Trump applauds far-right social media provocateurs — President Donald Trump used a White House conference Thursday to applaud far-right social media provocateurs even as he conceded that some of them are extreme in their views. Trump, who has weaponized social media to eviscerate opponents and promote himself, led a “social media summit” of like-minded critics of Big Tech, excluding representatives from the very platforms he exploits. The president used the event to air grievances over his treatment by Big Tech, but also to praise some of the most caustic voices on the right, who help energize Trump’s political base. “Some of you guys are out there,” he told them. “I mean, it’s genius, but it’s bad.”
Hospital fires 23 workers in case of excessive doses, deaths — The Ohio hospital system where excessive painkiller doses were given to dozens of patients who died fired 23 nurses, pharmacists and managers Thursday and said it is changing leadership, a sign that professional fallout from the scandal has expanded far beyond the intensive care doctor accused of ordering the drugs.

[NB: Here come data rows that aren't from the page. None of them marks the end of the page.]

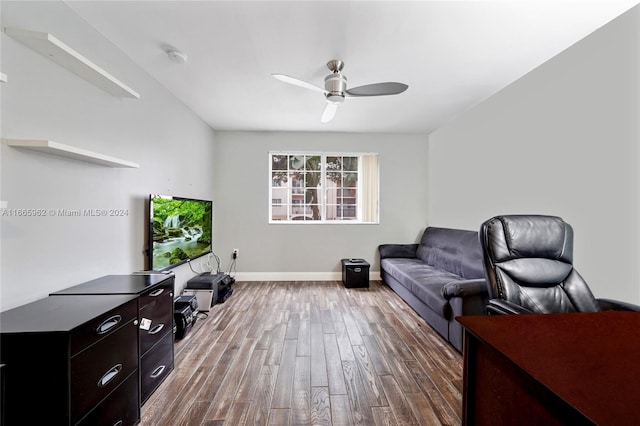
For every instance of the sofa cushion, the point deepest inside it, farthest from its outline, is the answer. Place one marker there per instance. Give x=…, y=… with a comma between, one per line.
x=423, y=280
x=453, y=250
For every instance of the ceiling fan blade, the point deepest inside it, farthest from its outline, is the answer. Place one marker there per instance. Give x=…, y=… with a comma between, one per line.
x=329, y=112
x=377, y=89
x=298, y=82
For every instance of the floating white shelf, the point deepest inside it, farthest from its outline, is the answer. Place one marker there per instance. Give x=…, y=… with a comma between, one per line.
x=63, y=55
x=55, y=148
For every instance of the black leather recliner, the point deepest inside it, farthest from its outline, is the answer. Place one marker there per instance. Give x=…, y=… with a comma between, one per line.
x=529, y=268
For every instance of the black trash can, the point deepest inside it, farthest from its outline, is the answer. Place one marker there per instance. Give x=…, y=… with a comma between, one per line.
x=355, y=273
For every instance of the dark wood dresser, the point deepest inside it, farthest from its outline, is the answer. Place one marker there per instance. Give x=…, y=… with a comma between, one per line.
x=71, y=361
x=155, y=312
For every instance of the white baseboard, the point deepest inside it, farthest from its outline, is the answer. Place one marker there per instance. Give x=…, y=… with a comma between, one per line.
x=296, y=276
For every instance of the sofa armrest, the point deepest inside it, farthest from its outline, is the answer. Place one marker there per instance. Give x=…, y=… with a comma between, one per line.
x=617, y=305
x=398, y=250
x=502, y=307
x=464, y=288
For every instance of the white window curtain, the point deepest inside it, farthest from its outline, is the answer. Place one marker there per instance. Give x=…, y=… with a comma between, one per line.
x=369, y=180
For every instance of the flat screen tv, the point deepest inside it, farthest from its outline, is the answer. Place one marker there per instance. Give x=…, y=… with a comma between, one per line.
x=179, y=230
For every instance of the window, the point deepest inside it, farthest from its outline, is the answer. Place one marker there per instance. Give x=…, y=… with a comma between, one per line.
x=323, y=187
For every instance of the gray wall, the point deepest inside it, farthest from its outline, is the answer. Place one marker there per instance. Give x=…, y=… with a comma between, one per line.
x=45, y=101
x=301, y=251
x=562, y=140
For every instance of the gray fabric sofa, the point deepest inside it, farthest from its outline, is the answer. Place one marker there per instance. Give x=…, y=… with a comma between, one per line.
x=440, y=278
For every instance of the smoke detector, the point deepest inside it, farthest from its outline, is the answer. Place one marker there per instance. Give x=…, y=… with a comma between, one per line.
x=177, y=56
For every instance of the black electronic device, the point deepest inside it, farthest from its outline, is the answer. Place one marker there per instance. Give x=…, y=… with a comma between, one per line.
x=186, y=300
x=184, y=319
x=179, y=230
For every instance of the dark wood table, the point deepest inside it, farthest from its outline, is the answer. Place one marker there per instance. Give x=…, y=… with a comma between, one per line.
x=555, y=369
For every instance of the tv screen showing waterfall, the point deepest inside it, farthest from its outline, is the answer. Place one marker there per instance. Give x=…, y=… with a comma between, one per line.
x=180, y=230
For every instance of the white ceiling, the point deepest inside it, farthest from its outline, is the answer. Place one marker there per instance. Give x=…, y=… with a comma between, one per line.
x=452, y=54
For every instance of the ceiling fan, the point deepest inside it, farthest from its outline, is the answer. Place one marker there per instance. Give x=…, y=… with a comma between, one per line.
x=335, y=88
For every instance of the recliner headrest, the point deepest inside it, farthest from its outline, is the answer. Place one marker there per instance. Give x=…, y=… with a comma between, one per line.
x=517, y=236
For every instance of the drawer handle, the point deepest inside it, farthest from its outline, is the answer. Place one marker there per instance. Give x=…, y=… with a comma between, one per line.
x=109, y=375
x=108, y=324
x=156, y=329
x=157, y=292
x=157, y=372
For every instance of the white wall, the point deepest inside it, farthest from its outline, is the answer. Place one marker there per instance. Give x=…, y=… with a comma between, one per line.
x=562, y=140
x=312, y=251
x=45, y=101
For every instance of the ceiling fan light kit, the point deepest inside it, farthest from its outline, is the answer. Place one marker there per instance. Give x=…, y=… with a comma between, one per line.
x=335, y=88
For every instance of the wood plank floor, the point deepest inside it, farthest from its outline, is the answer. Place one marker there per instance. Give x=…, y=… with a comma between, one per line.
x=310, y=353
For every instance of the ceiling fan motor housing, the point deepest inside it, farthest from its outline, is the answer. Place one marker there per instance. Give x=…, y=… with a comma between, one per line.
x=335, y=85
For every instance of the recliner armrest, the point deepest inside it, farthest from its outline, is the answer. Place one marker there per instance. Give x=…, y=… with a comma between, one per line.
x=398, y=250
x=464, y=288
x=616, y=305
x=502, y=307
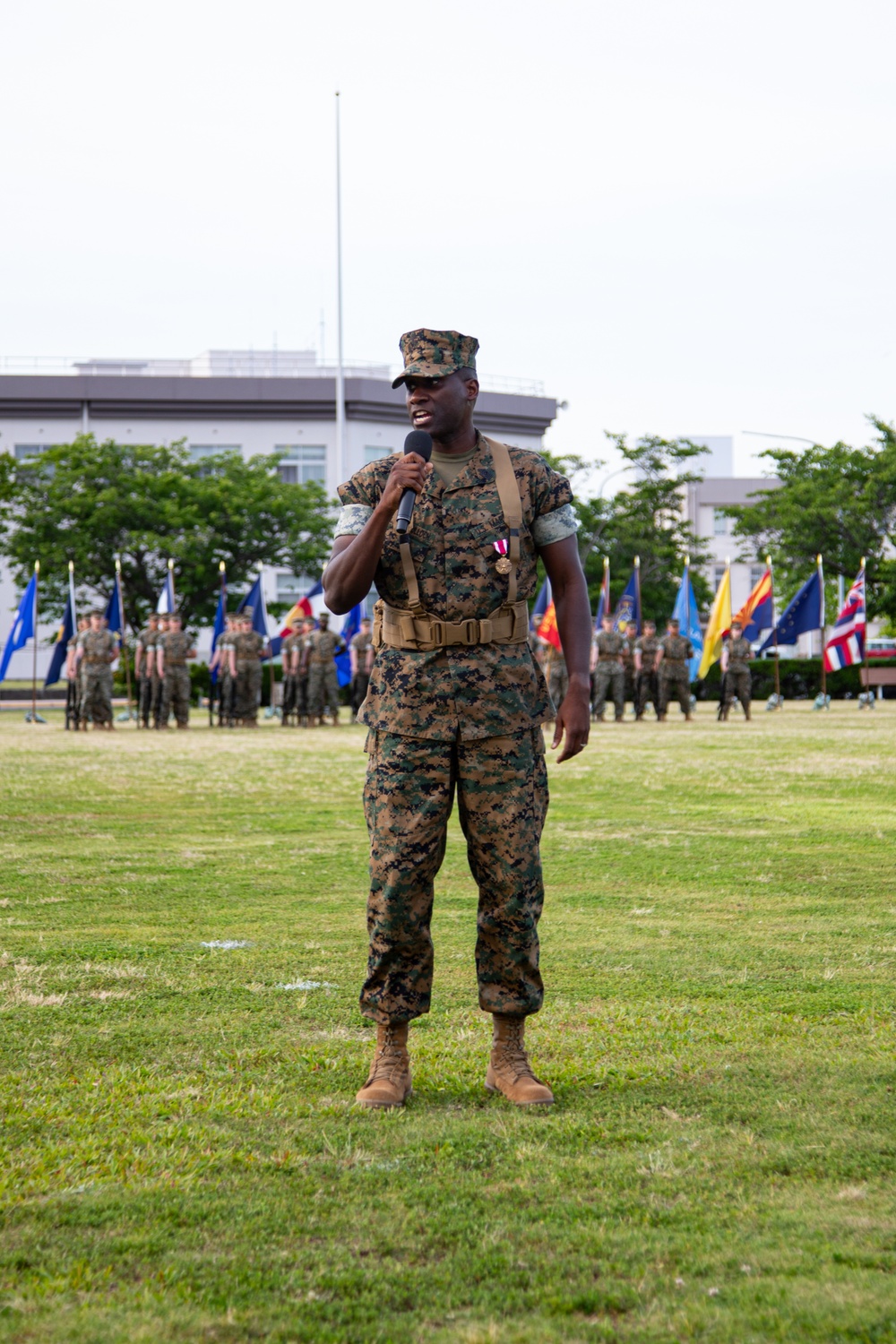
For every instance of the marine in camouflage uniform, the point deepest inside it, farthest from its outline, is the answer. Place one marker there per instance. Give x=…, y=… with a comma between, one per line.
x=645, y=656
x=672, y=669
x=455, y=706
x=73, y=690
x=292, y=653
x=555, y=671
x=172, y=650
x=735, y=669
x=246, y=652
x=97, y=650
x=608, y=675
x=323, y=683
x=362, y=650
x=158, y=696
x=144, y=661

The announcement by the Columbus-area Mount Carmel Health System comes five weeks after that doctor, William Husel, pleaded not guilty to murder charges in 25 of the deaths, marking one of the biggest cases of its kind against an American health care professional.
Turbulence injures dozens on Air Canada flight — Intense turbulence struck an Air Canada flight to Australia on Thursday and sent unbuckled passengers flying into the ceiling, forcing the plane to land in Hawaii. The flight from Vancouver to Sydney encountered “un-forecasted and sudden turbulence,” about two hours past Hawaii when the plane diverted to Honolulu, Air Canada spokeswoman Angela Mah said in a statement. “The plane just dropped,” passenger Stephanie Beam told The Associated Press. “When we hit turbulence, I woke up and looked over to make sure my kids were buckled. The next thing I knew, there’s just literally bodies on the ceiling of the plane.” A woman behind her hit the ceiling so hard that she broke the casing of an oxygen mask, said Beam, of Colorado Springs, Colorado. Of the 37 passengers and flight crew members injured, nine had serious injuries, emergency responders said. Thirty people were taken to hospitals.